A Normal Accident In Python and mod

Three Mile Island nuclear power plant

I fixed a glitch in PyMongo last week, the result of a slapstick series of mishaps. It reminds me of the Three Mile Island nuclear accident, which inspired the "Normal Accidents" theory of failure in complex systems: one surprise leads to the next, to the next, to an outcome no one anticipated.

It started a couple months ago, when we got a minor bug report about PyMongo. The reporter was using PyMongo with Python 3.2, mod_wsgi, and Apache. Whenever he restarted his application, he saw this error message in his log:

Exception TypeError:
  "'NoneType' object is not callable"
  in <bound method Pool.__del__> ignored

The exception was ignored because it was raised from a "__del__" method, so it didn't affect his application. Still, I needed to understand what was going on. So I made a test environment, and I used Apache to run a Python script like the one in the bug report:

import pymongo

class C:
    pass

C.client = pymongo.MongoClient()

I could reproduce the bug: Whenever I restarted Apache, the PyMongo connection pool's destructor logged "TypeError: NoneType object is not callable."

The pool's destructor makes two method calls, and no function calls:

def __del__(self):
    # _thread_id_to_sock is a dict of sockets.
    for sock in self._thread_id_to_sock.values():
        sock.close()

During interpreter shutdown, None is somehow being called as a function. I'm no expert on Python's shutdown sequence, but I've never heard of a method being set to None. And yet, the only calls in this code are the "values" method and the "close" method. What gives?
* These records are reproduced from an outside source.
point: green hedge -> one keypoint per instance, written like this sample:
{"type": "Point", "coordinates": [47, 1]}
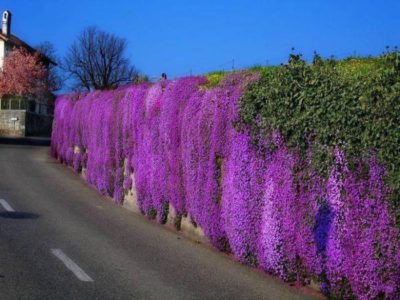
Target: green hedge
{"type": "Point", "coordinates": [353, 103]}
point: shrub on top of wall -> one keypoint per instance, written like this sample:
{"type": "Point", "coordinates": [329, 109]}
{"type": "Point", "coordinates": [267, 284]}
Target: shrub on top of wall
{"type": "Point", "coordinates": [251, 188]}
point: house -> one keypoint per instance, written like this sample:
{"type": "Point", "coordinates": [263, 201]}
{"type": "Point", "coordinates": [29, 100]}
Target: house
{"type": "Point", "coordinates": [20, 116]}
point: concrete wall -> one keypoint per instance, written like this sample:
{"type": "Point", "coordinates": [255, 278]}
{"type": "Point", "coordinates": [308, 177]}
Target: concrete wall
{"type": "Point", "coordinates": [27, 124]}
{"type": "Point", "coordinates": [38, 125]}
{"type": "Point", "coordinates": [9, 127]}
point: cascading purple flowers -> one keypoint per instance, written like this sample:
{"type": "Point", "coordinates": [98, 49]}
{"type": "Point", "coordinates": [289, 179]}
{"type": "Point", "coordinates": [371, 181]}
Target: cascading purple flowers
{"type": "Point", "coordinates": [263, 202]}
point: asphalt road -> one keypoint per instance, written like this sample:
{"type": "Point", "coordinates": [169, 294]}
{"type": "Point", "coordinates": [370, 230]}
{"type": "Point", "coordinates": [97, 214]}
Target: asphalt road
{"type": "Point", "coordinates": [60, 240]}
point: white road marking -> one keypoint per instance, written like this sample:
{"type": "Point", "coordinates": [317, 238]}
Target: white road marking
{"type": "Point", "coordinates": [5, 205]}
{"type": "Point", "coordinates": [71, 265]}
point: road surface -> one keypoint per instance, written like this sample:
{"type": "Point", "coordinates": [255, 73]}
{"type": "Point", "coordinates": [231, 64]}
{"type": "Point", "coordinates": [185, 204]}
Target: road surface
{"type": "Point", "coordinates": [60, 240]}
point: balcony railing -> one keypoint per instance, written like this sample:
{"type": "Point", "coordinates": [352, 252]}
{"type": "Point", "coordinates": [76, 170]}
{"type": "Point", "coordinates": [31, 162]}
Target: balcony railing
{"type": "Point", "coordinates": [20, 103]}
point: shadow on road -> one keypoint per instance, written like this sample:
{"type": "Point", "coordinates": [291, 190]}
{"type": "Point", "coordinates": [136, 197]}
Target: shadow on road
{"type": "Point", "coordinates": [31, 141]}
{"type": "Point", "coordinates": [17, 215]}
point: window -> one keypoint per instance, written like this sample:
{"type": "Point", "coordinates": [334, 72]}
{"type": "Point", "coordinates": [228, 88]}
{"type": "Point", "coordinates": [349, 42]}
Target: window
{"type": "Point", "coordinates": [32, 106]}
{"type": "Point", "coordinates": [5, 103]}
{"type": "Point", "coordinates": [14, 103]}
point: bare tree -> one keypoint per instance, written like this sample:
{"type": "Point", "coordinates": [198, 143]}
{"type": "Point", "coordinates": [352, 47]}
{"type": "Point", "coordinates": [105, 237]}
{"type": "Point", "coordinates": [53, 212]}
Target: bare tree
{"type": "Point", "coordinates": [55, 76]}
{"type": "Point", "coordinates": [97, 61]}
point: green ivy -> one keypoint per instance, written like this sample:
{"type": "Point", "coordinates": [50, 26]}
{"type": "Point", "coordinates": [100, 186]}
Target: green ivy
{"type": "Point", "coordinates": [353, 103]}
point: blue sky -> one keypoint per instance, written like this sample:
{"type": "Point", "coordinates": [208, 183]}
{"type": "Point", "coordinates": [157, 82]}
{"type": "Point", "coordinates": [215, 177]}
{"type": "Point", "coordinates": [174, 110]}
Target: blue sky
{"type": "Point", "coordinates": [185, 36]}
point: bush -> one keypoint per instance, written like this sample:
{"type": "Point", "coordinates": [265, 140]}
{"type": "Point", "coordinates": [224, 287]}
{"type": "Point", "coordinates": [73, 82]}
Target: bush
{"type": "Point", "coordinates": [353, 104]}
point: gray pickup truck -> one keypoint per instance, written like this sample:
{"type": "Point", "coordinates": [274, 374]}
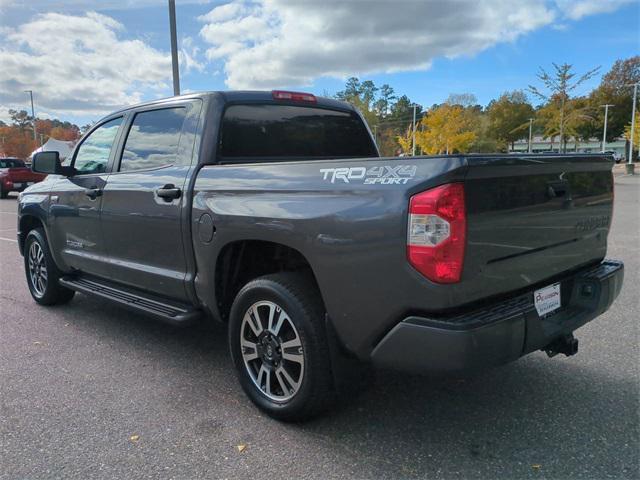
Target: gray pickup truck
{"type": "Point", "coordinates": [273, 212]}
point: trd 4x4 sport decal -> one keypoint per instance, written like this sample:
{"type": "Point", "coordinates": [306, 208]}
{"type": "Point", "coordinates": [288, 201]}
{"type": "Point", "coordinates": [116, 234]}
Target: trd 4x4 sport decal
{"type": "Point", "coordinates": [383, 175]}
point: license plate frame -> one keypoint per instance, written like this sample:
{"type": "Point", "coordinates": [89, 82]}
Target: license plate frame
{"type": "Point", "coordinates": [547, 299]}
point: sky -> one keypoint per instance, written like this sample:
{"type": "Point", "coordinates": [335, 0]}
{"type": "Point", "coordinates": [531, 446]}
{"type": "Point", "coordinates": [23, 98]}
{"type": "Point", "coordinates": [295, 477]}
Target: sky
{"type": "Point", "coordinates": [84, 59]}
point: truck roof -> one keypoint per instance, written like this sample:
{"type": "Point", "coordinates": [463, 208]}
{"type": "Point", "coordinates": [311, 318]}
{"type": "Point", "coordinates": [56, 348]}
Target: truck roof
{"type": "Point", "coordinates": [241, 96]}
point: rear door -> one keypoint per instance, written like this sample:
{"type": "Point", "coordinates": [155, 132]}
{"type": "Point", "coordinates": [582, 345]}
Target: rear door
{"type": "Point", "coordinates": [144, 199]}
{"type": "Point", "coordinates": [74, 218]}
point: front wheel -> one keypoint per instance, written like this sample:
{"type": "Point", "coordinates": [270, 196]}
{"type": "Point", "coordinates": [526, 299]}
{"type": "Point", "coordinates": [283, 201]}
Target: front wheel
{"type": "Point", "coordinates": [42, 272]}
{"type": "Point", "coordinates": [279, 347]}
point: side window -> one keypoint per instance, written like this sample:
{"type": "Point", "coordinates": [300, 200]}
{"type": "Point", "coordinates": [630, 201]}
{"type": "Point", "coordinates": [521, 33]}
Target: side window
{"type": "Point", "coordinates": [153, 139]}
{"type": "Point", "coordinates": [93, 154]}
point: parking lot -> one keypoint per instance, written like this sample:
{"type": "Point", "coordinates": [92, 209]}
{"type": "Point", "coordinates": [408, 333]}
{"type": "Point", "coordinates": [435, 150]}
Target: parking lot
{"type": "Point", "coordinates": [89, 390]}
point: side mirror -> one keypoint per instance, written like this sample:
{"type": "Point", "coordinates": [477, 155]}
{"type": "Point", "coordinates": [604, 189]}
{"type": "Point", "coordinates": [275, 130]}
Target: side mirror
{"type": "Point", "coordinates": [48, 162]}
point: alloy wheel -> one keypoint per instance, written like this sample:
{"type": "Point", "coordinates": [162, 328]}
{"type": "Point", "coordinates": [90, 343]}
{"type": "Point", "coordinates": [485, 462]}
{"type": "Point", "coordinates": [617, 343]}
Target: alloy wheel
{"type": "Point", "coordinates": [37, 269]}
{"type": "Point", "coordinates": [272, 351]}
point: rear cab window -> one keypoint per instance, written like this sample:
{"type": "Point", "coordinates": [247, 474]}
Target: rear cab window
{"type": "Point", "coordinates": [153, 139]}
{"type": "Point", "coordinates": [11, 163]}
{"type": "Point", "coordinates": [263, 132]}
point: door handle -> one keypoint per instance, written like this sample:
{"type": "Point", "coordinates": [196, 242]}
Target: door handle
{"type": "Point", "coordinates": [169, 192]}
{"type": "Point", "coordinates": [93, 193]}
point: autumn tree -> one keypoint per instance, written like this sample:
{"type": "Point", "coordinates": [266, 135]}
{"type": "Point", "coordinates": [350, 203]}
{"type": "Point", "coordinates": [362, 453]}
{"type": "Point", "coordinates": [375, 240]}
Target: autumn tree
{"type": "Point", "coordinates": [446, 129]}
{"type": "Point", "coordinates": [636, 134]}
{"type": "Point", "coordinates": [557, 89]}
{"type": "Point", "coordinates": [576, 119]}
{"type": "Point", "coordinates": [21, 119]}
{"type": "Point", "coordinates": [508, 117]}
{"type": "Point", "coordinates": [385, 100]}
{"type": "Point", "coordinates": [405, 140]}
{"type": "Point", "coordinates": [615, 89]}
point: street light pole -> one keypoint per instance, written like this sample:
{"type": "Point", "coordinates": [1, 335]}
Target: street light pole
{"type": "Point", "coordinates": [174, 47]}
{"type": "Point", "coordinates": [604, 133]}
{"type": "Point", "coordinates": [633, 125]}
{"type": "Point", "coordinates": [413, 148]}
{"type": "Point", "coordinates": [33, 116]}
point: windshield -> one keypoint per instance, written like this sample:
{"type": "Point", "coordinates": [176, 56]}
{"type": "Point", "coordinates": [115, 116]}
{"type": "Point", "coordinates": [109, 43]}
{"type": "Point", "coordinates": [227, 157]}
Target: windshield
{"type": "Point", "coordinates": [286, 131]}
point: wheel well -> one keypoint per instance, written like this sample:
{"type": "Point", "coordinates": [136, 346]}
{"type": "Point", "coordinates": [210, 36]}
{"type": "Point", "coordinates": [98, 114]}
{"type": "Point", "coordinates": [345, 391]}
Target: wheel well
{"type": "Point", "coordinates": [27, 223]}
{"type": "Point", "coordinates": [242, 261]}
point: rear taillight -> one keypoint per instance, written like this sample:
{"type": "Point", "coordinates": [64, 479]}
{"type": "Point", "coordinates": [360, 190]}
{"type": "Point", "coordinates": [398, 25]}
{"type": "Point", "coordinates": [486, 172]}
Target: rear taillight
{"type": "Point", "coordinates": [437, 233]}
{"type": "Point", "coordinates": [293, 96]}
I put a "return" statement at the beginning of "__del__" and restarted Apache: the error disappeared. So I moved the "return" statement down a line, before "sock.close()". The next time I restarted Apache, I saw the error again.

While I was hacking directly on the installed PyMongo package, I noticed something funny. The installed code looked like:

def __del__(self):
    # _thread_id_to_sock is a dict of sockets.
    for sock in list(self._thread_id_to_sock.values()):
        sock.close()

Notice the call to "list"? When I installed PyMongo with Python 3.2, the installer ran 2to3 on PyMongo's code, which automatically translates Python 2 syntax to Python 3.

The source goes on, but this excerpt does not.